Georgien schon sicher weiter
Bereits für die Play-Offs qualifiziert ist Georgien. Der kleine Staat vom Schwarzen Meer konnte bisher jedes Spiel der Nations League gewinnen und ist von allen Fußballzwergen dem Traum von der ersten Teilnahme an einem großen Turnier am nächsten.
In der Gruppe D3 ist es noch spannend. Hier haben Aserbaidschan und Kosovo berechtigte Hoffnungen auf eine Play-Off-Teilnahme. Beide treffen am letzten Spieltag im wohl entscheidenden Spiel aufeinander. Dem Fußballverband des Kosovo, der erst 2016 der UEFA beigetreten ist, könnte ein Unentschieden zum Weiterkommen reichen.

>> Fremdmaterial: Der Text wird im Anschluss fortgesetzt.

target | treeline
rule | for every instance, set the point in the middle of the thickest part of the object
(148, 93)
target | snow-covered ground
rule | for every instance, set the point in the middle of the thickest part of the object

Wie in Kosovo, träumt man auch in Luxemburg von der großen Sensation. Mit einem Torverhältnis von 10:1 und neun Punkten aus vier Spielen steht die kleine Fußballnation an der Tabellenspitze ihrer Gruppe. Der Erfolg ist eine ganz neue Erfahrung für die Mannschaft, die in Qualifikationsturnieren normalerweise zum Kanonenfutter der großen Nationen geworden war. In den letzten beiden Spielen gegen Weißrussland und Moldawien braucht Luxemburg vier Punkte. Gegen Moldawien rechnet der kleine Verband mit einem Sieg – schließlich gewann man das Hinspiel verdient mit 4:0. Im Spitzenspiel um Gruppe D2 könnte den Luxemburgern gegen Weißrussland also schon ein Unentschieden reichen.
Luxemburg ist aus dem Häuschen
Die Tragweite der Situation ist im Land zu spüren. In fast allen Kneipen und Restaurants soll es Public Viewing geben. Und auch die Mannschaft überlässt vor der großen Chance nichts dem Zufall. Zum ersten Mal in ihrer Länderspielgeschichte trainieren die Luxemburger unter Ausschluss der Öffentlichkeit. Beim großen Showdown bauen die Fans auf ihren Toptorjäger Danel Sinani. Der stürmt normalerweise für den luxemburgischen Erstligisten F91 Düdelingen, der sich im Sommer als erstes luxemburgisches Team aller Zeiten für die Europa League qualifizierte. Im entscheidenden Spiel schoss Sinani zwei Tore. Der 21-jährige kennt sich also bestens mit dem Druck aus, den ein bevorstehendes Fußballwunder in Luxemburg auslösen kann.